PropTech is a broad term used to describe the growing number of technologically driven start-ups which aim to provide advanced solutions and even entirely new business models to the real estate industry.
It’s impact on the industry has been transformational: platform technologies have given rise to companies such as WeWork and AirBnB, making unoccupied spaces easily accessible; developments in virtual reality are making the possibility of remote viewings even more of a reality; and, developments in computing have led to new ‘smart’ and connected buildings by linking virtual and physical space – the list goes on.
With so many new and exciting technologies flooding the industry, it is more important than ever for firms to understand that technology is a tool which can be used to enhance the existing capabilities of a firm; it does not, however, always provide a competitive advantage. A real problem with the uptake of new technologies, not just by firms but by people too, is that it is easy for the user to get swept up in the excitement of the opportunities it presents and forget that technology cannot provide value by itself – it still requires some form of operation and relevant application by humans too.
Purplebricks is a prime example of a company that used technology as a solution by itself; a dreadful decision for any firm, let alone one in the real estate industry where personal touch plays such a key role. Purplebricks uses online website listing technology and Big data to digitize the buying and selling of property. They claim to have combined technology and ‘human expertise’ in order to cut the high cost of traditional agency fees (costing an average of 1.8% + VAT of selling price) and save money by not having a brick and mortar high street store presence.
Their model also offers home sellers a flat up-front fee to sell their home. This fee covers everything needed to sell their home from a valuation to signposting outside their property coupled with ‘expert knowledge’ from one of their local advisers.
However, their biggest downfall has been the lacking presence of the ‘local advisers’ that were promised. A quick search on TrustPilot for reviews reveals a number of reviews
complaining of the lack of human interaction involved when selling with Purplebricks.
It is hardly surprising as it doesn’t take a mathematician to work out how they can afford to offer such low fees (London - £1,499 / rest of UK - £999). How can they afford these experts when charging such low fees? The simple answer is that they don’t really provide them. Something that they seem to have forgotten is that for the majority of people, selling their home is a huge milestone in their life and can often be a complicated and stressful process; this is precisely why they need a local expert on hand to help them, something that they simply cannot offer with their rock bottom prices.
Purplebricks has gone through the ‘Hype Cycle’ that many new technologies experience. People were initially excited and disillusioned by what was promised by the new service. After people started to realise that in fact it was not all that it seemed to be, they lost trust and many have switched back to traditional estate agents. This is reflected in their share price which fell by 31.19% in 2019 and the fact that they have now withdrawn from US and Australian markets. Their success in UK markets holds steady but with trust wavering they must address the growing number of negative reviews.
Purplebricks may have been too heavily reliant on tech, however by no means does this imply that there is no place for technology.
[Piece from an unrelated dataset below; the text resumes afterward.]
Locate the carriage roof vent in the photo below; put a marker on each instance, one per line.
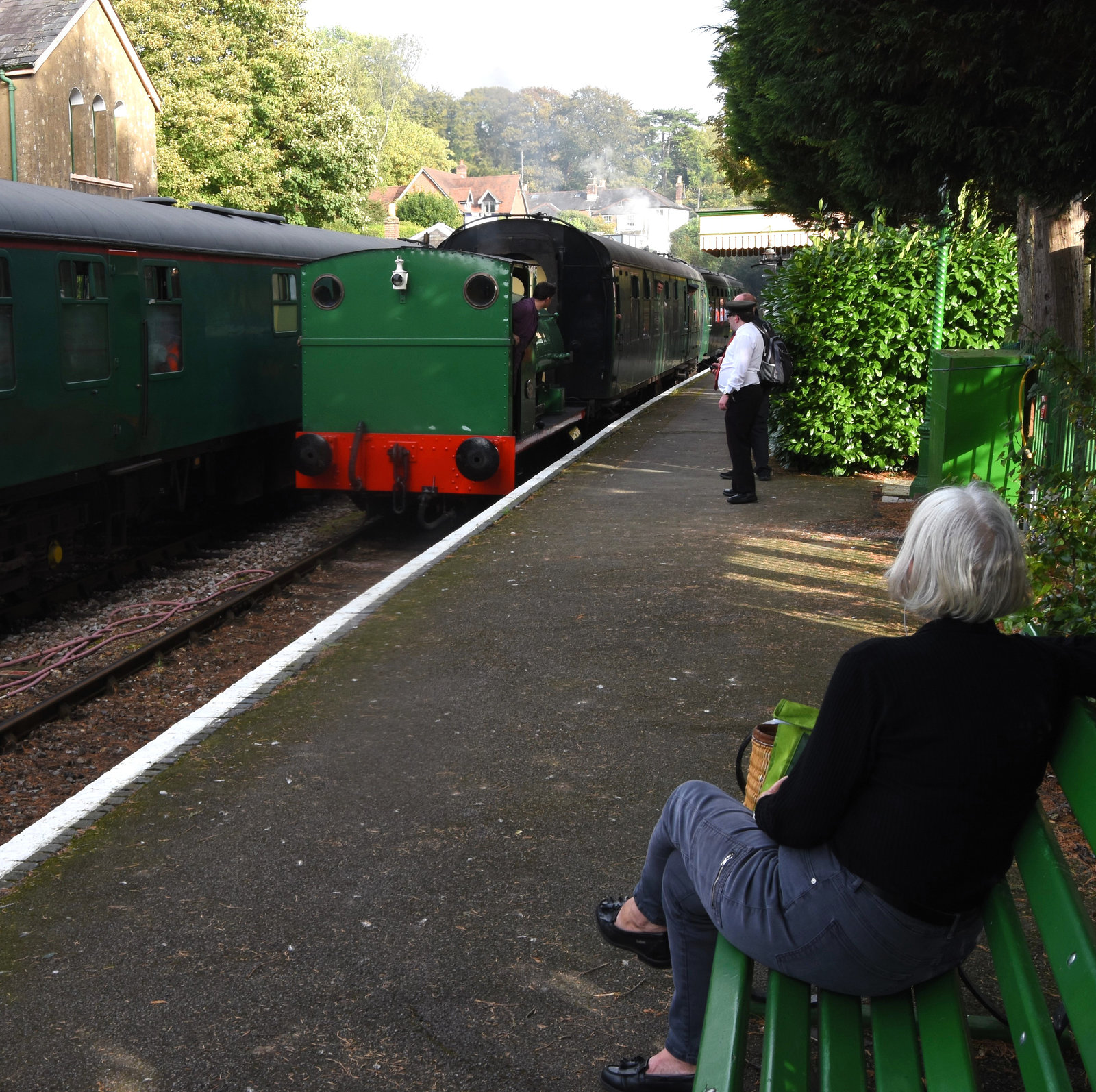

One example of this is "Work There" which was launched in 2017 by a Savills employee. Work There helps companies find flexible, co-working and serviced office space. This is a sector which has risen in demand as technological advancements have led to a growing number of start-ups, increasing the demand for these type of offices that offer shorter term leases that are more financially viable.
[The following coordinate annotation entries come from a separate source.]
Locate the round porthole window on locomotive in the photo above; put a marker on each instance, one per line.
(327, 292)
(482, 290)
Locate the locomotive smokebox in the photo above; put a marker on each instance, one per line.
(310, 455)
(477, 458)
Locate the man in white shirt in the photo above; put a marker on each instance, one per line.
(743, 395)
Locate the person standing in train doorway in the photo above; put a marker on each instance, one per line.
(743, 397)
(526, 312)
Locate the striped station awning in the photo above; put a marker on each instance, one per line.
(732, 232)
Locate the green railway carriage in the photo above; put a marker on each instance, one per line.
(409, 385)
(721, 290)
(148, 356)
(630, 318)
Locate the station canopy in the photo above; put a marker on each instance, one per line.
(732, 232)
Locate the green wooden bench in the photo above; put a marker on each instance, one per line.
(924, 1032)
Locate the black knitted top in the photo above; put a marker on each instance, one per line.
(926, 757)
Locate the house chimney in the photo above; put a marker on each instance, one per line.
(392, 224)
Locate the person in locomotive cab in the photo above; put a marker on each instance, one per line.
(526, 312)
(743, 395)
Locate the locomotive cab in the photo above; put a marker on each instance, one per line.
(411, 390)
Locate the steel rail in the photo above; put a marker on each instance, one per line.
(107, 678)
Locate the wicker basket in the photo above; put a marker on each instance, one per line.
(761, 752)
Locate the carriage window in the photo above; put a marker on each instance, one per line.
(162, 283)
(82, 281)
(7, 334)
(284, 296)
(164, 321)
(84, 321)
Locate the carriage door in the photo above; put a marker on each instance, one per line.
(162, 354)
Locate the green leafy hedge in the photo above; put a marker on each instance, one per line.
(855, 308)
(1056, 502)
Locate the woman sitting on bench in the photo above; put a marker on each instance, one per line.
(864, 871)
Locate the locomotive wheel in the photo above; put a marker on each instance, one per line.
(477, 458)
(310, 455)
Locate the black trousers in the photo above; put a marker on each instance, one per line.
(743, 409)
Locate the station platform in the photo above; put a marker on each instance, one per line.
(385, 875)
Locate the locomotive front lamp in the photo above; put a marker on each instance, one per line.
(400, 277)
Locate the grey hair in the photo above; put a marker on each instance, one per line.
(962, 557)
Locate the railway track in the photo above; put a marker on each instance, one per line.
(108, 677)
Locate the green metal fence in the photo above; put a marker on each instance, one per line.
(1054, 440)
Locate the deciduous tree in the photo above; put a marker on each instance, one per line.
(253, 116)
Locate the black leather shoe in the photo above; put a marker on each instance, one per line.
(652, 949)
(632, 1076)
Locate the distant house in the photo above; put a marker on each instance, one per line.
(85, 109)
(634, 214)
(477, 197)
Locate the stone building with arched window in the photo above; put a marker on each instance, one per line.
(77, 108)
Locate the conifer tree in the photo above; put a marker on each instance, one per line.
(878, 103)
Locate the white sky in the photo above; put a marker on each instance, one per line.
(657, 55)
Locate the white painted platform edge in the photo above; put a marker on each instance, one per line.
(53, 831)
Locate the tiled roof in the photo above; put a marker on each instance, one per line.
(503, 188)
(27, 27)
"Work There" has combined website listing technology with the expert knowledge of Savills, a real estate firm that has over 160 years of experience. Their partnership with Savills enables them to still provide customers with expert knowledge in a convenient and modern way.
Perhaps the next logical step for Purplebricks is to partner up with a long-standing firm like Savills, in order to provide them with their much needed personal touch and perhaps leverage their other resources: brand, customer data etc.
Other firms which seemed to have mastered successful integration of technology into everyday practice include Knight Frank and Cushman & Wakefield.
Knight Frank have recently invested heavily into a new ‘HUB’ internal data base which will allow staff to work more efficiently, dynamically and from any location. Examples such as this reflect how technology can be used to streamline activities and improve client service.
Cushman & Wakefield have also taken a client-centric approach to technology with recent acquisitions such as Saltmine. Saltmine uses AI and 3D space visualization to allow Cushman & Wakefield to provide clients with cutting edge space plans, test fits and virtual tours.
As we move into 2020, technological advancements show no sign of slowing down and in order to cater to the new Generation Z clientele, real estate firms must embrace them with open arms; whilst not forget the importance of human interaction involved in all types of property transactions.
PropTech offers exciting new prospects, but they are tools to be applied, not solutions in themselves.